IMMUTA_SPARK_SHOW_IMMUTA_DATABASE

Default value: true

This shows the immuta database in the configured Databricks cluster. When set to false Immuta will no longer show this database when a SHOW DATABASES query is performed. However, queries can still be performed against tables in the immuta database using the Immuta-qualified table name (e.g., immuta.my_schema_my_table) regardless of whether or not this feature is enabled.

IMMUTA_SPARK_VERSION_VALIDATE_ENABLED

Default value: true

Immuta checks the versions of its artifacts to verify that they are compatible with each other. When set to true, if versions are incompatible, that information will be logged to the Databricks driver logs and the cluster will not be usable. If a configuration file or the jar artifacts have been patched with a new version (and the artifacts are known to be compatible), this check can be set to false so that the versions don't get logged as incompatible and make the cluster unusable.

IMMUTA_USER_MAPPING_IAMID

Default value: bim

Denotes which IAM in Immuta should be used when mapping the current Spark user's username to a userid in Immuta. This defaults to Immuta's internal IAM (bim) but should be updated to reflect an actual production IAM.

In the context of the Databricks Spark integration, Immuta uses the term ephemeral to describe data sources where the associated compute resources can vary over time. This means that the compute bound to these data sources is not fixed and can change. All Databricks data sources in Immuta are ephemeral.

Ephemeral overrides are specific to each data source and user. They effectively bind cluster compute resources to a data source for a given user. Immuta uses these overrides to determine which cluster compute to use when connecting to Databricks for various maintenance operations.

The operations that use the ephemeral overrides include

• Visibility checks on the data source for a particular user. These checks assess how to apply row-level policies for specific users.

• Stats collection triggered by a specific user.

• Validating a custom WHERE clause policy against a data source. When owners or governors create custom WHERE clause policies, Immuta uses compute resources to validate the SQL in the policy. In this case, the ephemeral overrides for the user writing the policy are used to contact a cluster for SQL validation.

• High cardinality column detection. Certain advanced policy types (e.g., minimization) in Immuta require a high cardinality column, and that column is computed on data source creation. It can be recomputed on demand and, if so, will use the ephemeral overrides for the user requesting computation.

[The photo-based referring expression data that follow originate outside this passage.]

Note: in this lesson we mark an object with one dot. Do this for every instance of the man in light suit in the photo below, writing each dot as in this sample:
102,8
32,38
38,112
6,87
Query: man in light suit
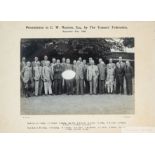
92,76
47,78
37,75
119,74
102,76
63,64
69,83
57,70
26,75
43,62
22,65
86,82
35,62
79,77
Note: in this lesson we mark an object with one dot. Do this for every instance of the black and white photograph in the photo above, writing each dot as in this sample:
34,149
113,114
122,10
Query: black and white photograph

Triggering an ephemeral override request

An ephemeral override request can be triggered when a user queries the securable corresponding to a data source in a Databricks cluster with the Spark plug-in configured. The actual triggering of this request depends on the configuration settings.

Ephemeral overrides can also be set for a data source in the Immuta UI by navigating to a data source page, clicking on the data source actions button, and selecting Ephemeral overrides from the dropdown menu.

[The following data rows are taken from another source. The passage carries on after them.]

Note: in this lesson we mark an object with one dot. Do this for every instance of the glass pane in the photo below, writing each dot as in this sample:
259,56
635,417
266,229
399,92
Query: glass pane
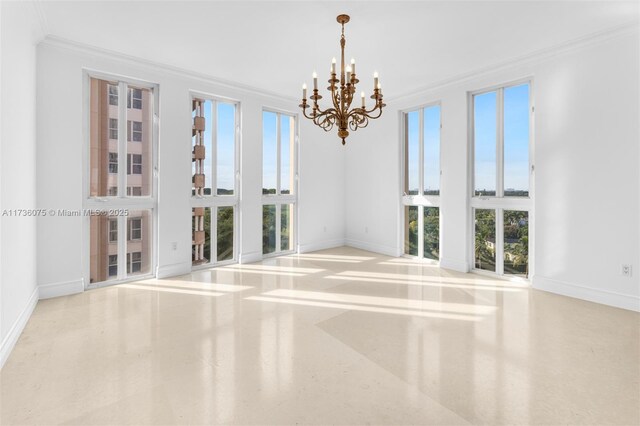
432,150
225,157
103,146
201,235
286,227
412,153
139,241
268,229
516,141
432,233
139,141
287,135
225,233
411,230
202,142
103,252
484,134
485,239
516,242
269,152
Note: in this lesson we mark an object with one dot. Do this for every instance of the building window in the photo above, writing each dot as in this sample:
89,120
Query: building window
113,265
120,245
134,98
113,167
134,164
134,131
134,262
421,198
135,229
214,163
502,169
134,191
113,230
113,128
113,95
279,168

Ephemeral override requests made from a cluster for data sources and users where ephemeral overrides were set in the UI will not be successful.

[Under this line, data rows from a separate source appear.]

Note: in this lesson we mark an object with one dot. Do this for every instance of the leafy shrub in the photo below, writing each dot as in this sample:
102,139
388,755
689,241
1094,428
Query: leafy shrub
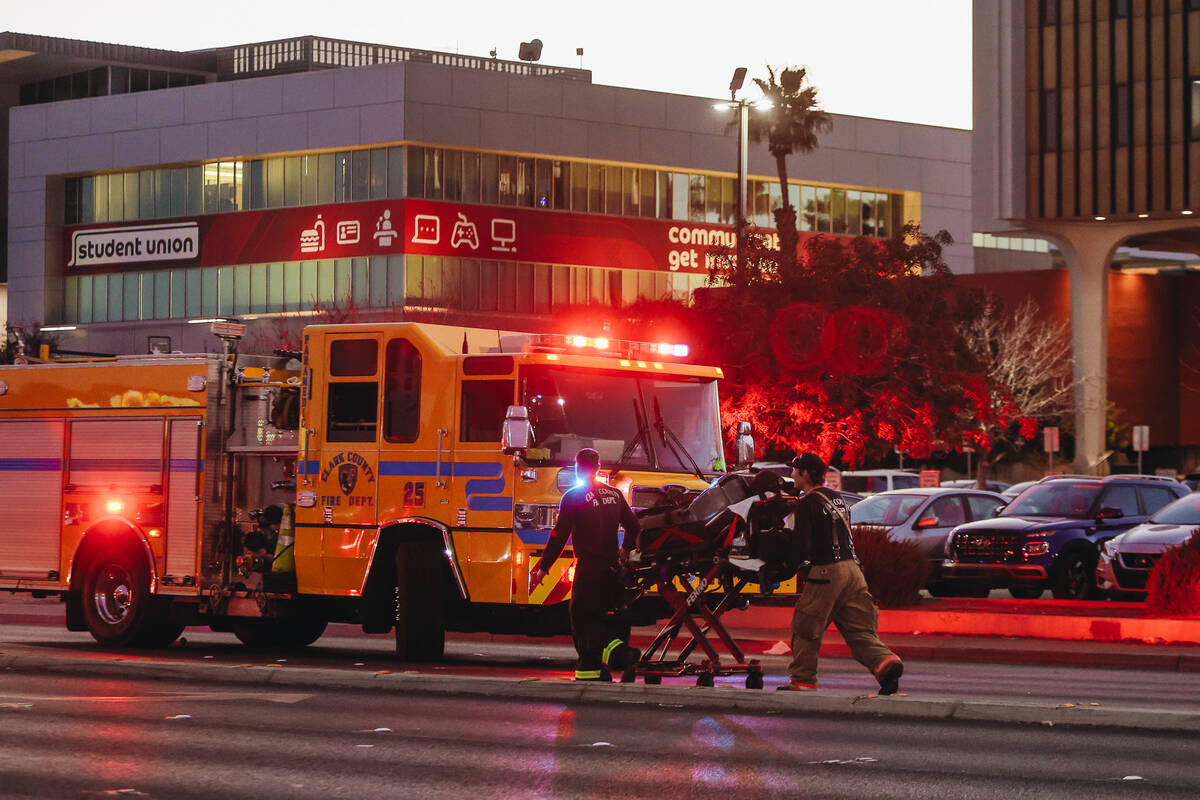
1174,584
895,571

If ephemeral overrides are never set (either through the user interface or the cluster configuration), the system will continue to use the connection details directly associated with the data source, which are set during data source registration.

Configuring overrides in Immuta-enabled clusters

Ephemeral overrides can be problematic in environments that have a dedicated cluster to handle maintenance activities, since ephemeral overrides can cause these operations to execute on a different cluster than the dedicated one.

To reduce the risk that a user has overrides set to a cluster (or multiple clusters) that aren't currently up, complete one of the following actions:

• Direct all clusters' HTTP paths for overrides to a cluster dedicated for metadata queries using the IMMUTA_EPHEMERAL_HOST_OVERRIDE_HTTPPATH Spark environment variable.

• Disable ephemeral overrides completely by setting the IMMTUA_EPHEMERAL_HOST_OVERRIDE Spark environment variable to false.